Where do you start when you want to sequence the first representative species of an entire class of land plants? Ferns are notorious for having gigantic genomes, with some as large as 145 Gb (more than a thousand times larger than Arabidopsis thaliana). Here, Dr. Fey-Wei Li discusses some of the complexities his team faced in sequencing not one, but two fern genomes (Azolla filiculoides and Salvinia cucullata) that were published recently in Nature Plants (article found here). Of particular note - Azolla co-exists with a nitrogen fixing symbiont that has allowed farmers to use Azolla as a "green manure" for over 1,000 years in SE Asia. So Fey-Wei decided to go ahead and sequence the genome of the symbiont (Nostoc azollae) to assist in better understanding this intriguing symbiosis. Fey-Wei's paper has a bit for all stripes of Big-Data enthusiasts: genomics, transcriptomics, comparative and evolutionary analyses - enjoy!
Congratulations on sequencing not just the first, but the first two genomes from an entire class of land plants! What were some of the first things you needed to take into consideration before initiating this genome sequencing project?
Fay-Wei: Genome size! Ferns are notoriously known for humongous genomes (>10Gb), but we were able to find “outliers” (i.e. Azolla and Salvinia) that we could work with.
Do you think that this project would have been feasible without PacBio long read sequencing technology?
Fay-Wei: We could definitely sequence and assemble the genomes without PacBio, but the quality would not be as nice.
Along those lines, did the WGD in Azolla create assembly problems?
Fay-Wei: Not really. The WGDs happened a while ago and the sequences are divergent enough to not cause much trouble. Plus having PacBio long reads helped.
It sounds like you initially went into this project aiming to sequence just Azolla until your flow cytometry results revealed that Salvinia cuculata was 1/3rd the size of Azolla. Were you anticipating that Salvinia would have a small genome, or was this a particularly fortuitous finding?

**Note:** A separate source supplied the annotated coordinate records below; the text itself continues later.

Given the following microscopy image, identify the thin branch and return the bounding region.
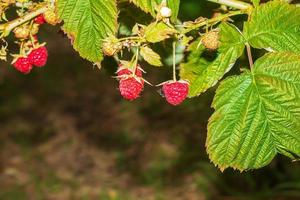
[182,10,247,34]
[246,43,253,70]
[0,5,49,38]
[208,0,251,10]
[173,41,176,81]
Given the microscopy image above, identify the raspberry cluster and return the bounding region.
[13,46,48,74]
[117,65,189,106]
[117,65,144,101]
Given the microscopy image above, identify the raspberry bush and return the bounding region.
[0,0,300,171]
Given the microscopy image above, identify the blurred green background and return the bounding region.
[0,0,300,200]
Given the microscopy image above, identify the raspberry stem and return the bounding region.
[0,4,49,38]
[246,43,253,70]
[173,41,176,82]
[133,44,140,74]
[208,0,251,10]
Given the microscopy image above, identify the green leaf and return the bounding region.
[244,1,300,53]
[130,0,180,22]
[206,52,300,171]
[251,0,260,6]
[57,0,117,62]
[180,40,210,84]
[141,46,162,67]
[145,22,177,43]
[181,23,244,97]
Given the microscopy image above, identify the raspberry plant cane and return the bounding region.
[0,0,300,171]
[160,42,189,106]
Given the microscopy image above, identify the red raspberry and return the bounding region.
[117,65,143,77]
[13,57,32,74]
[119,77,144,101]
[34,14,46,24]
[28,46,48,67]
[162,81,189,106]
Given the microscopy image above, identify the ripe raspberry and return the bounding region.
[44,10,58,25]
[117,67,143,77]
[28,46,48,67]
[162,81,189,106]
[13,26,30,39]
[119,77,144,101]
[34,14,46,24]
[13,57,32,74]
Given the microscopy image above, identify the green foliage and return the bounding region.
[181,23,244,97]
[244,1,300,53]
[47,0,300,170]
[251,0,260,6]
[206,53,300,170]
[141,46,162,67]
[57,0,117,62]
[130,0,180,22]
[145,22,177,43]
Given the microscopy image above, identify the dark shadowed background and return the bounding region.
[0,0,300,200]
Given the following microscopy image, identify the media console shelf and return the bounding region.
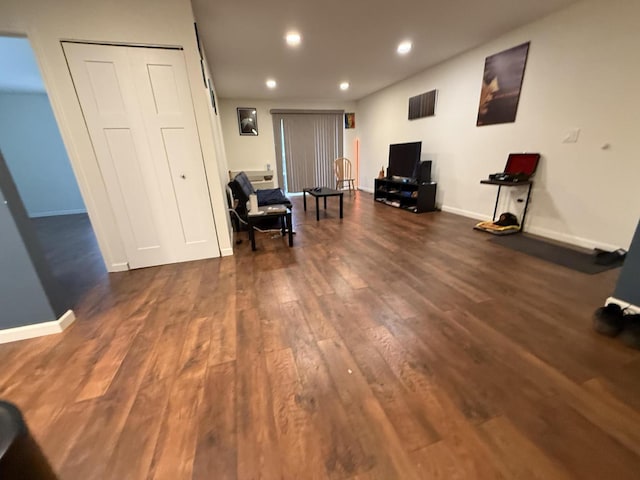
[373,178,437,213]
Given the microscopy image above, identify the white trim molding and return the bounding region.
[107,262,129,273]
[0,310,76,343]
[604,297,640,315]
[29,208,87,218]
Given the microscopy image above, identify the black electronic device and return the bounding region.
[387,142,422,179]
[489,153,540,183]
[416,160,431,183]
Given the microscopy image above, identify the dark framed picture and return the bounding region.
[476,42,529,126]
[238,107,258,136]
[344,113,356,128]
[409,90,436,120]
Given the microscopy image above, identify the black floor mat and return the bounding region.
[490,234,624,275]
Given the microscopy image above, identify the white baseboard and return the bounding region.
[604,297,640,314]
[525,227,620,252]
[0,310,76,343]
[442,205,620,251]
[107,262,129,272]
[29,208,87,218]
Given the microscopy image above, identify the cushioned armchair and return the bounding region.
[229,172,291,228]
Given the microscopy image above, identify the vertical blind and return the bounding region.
[271,110,344,192]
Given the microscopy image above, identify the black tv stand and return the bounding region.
[373,178,437,213]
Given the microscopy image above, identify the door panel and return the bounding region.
[63,43,219,268]
[130,49,217,259]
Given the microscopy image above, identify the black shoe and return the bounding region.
[620,314,640,350]
[593,303,624,337]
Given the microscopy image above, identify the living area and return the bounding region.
[0,0,640,479]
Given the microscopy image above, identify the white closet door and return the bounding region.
[128,48,218,261]
[64,43,219,268]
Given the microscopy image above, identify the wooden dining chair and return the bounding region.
[333,157,356,195]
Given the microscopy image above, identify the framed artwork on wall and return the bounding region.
[237,107,258,136]
[476,42,530,126]
[409,90,437,120]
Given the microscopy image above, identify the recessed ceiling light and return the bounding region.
[285,32,302,47]
[398,41,411,55]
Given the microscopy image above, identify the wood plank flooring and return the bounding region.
[0,192,640,480]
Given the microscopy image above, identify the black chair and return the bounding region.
[0,401,58,480]
[229,172,292,229]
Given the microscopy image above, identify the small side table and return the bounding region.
[302,187,344,222]
[247,205,293,251]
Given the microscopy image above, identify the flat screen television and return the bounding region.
[387,142,422,179]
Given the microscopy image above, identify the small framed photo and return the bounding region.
[344,113,356,128]
[237,107,258,136]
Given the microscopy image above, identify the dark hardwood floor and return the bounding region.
[0,193,640,480]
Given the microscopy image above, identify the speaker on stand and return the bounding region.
[416,160,431,185]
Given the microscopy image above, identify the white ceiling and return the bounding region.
[0,37,45,92]
[192,0,578,100]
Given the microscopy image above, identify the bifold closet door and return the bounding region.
[63,42,219,268]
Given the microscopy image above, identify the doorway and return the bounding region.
[0,36,107,307]
[62,42,220,268]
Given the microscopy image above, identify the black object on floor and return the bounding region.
[593,303,624,337]
[489,234,624,275]
[620,313,640,350]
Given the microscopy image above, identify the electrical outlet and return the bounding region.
[562,128,580,143]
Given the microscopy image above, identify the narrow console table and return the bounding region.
[480,180,533,232]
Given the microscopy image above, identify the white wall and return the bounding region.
[0,0,232,271]
[0,92,86,217]
[357,0,640,248]
[219,98,358,188]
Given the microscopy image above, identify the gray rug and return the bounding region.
[490,234,624,275]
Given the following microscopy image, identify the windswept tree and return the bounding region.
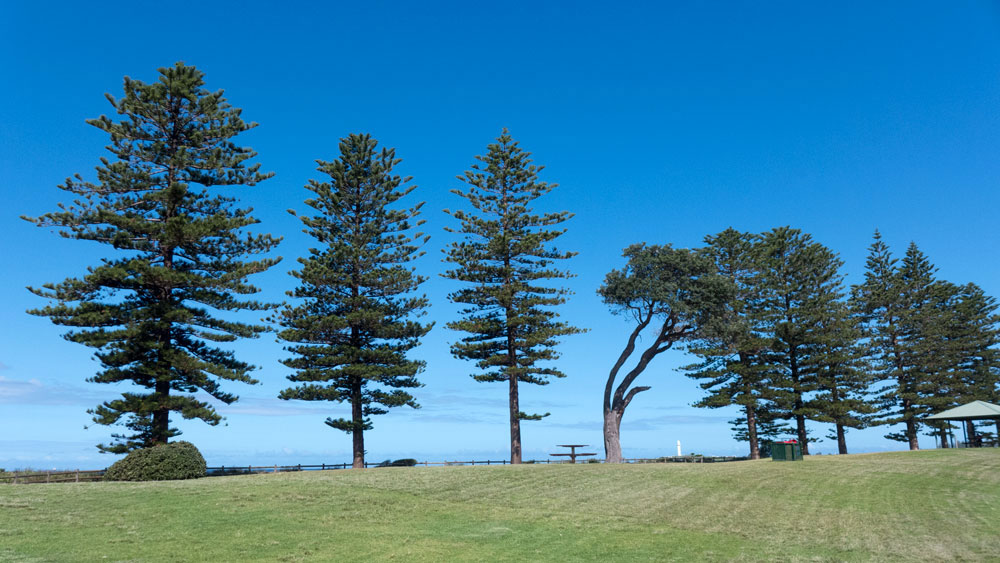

Fay-Wei: We suspected that Azolla’s relatives might have smallish genomes too, and that’s why we looked into Salvinia. But we were still pleasantly surprised by the finding!
Fern genomes sound crazy! Why do you think many fern genomes are so large, and why do you think Salvinia’s genome is so reduced?
Fay-Wei: It’s a bit hard to say now, because we don’t have a “normal” fern genome to compare. But we are working on it! (My gut says it’s highly reduced).
In your paper you discuss the relationship between Azolla and its particularly interesting and ancient symbiont, the nitrogen fixing cyanobacteria Nostoc. Was the lack of HGT between Azolla and Nostoc surprising to you, given the ancient origins of the symbiosis and the presence of HGT events between Azolla and other bacteria?
Fay-Wei: We were indeed somewhat perplexed by this result. But I should note that although we found no evidence of HGT, it doesn’t mean there aren’t any (e.g. some might have escaped our detection).
What are your preferred ways of storing and sharing the data generated, particularly across so many groups?
Fay-Wei: We set up a FTP site to share raw data, and for the assemblies and annotations, Google Drive is pretty handy.
Do you have any genome tools or references that you would like to promote?
Fay-Wei: You can BLAST, browse, and download the genome data at fernbase. Why not include ferns in your next big data analyses?
If you were to start a similar project today, would you generate, organize, store, or otherwise deal with your data in any different manner? If so, how?
Fay-Wei: I’d be more careful at version control. It’s a nightmare when multiple versions are floating among the collaborators, even if the difference is only one gene model.
What was the most difficult/challenging part of completing this project?
Fay-Wei: Convince everyone (including me) it’s time to wrap up and write the paper.
Do you have any advice or insight for graduate students, post-docs, or budding computational biologists looking to know more about computation?
Fay-Wei: EVERY BIOLOGIST SHOULD KNOW HOW TO CODE!!!!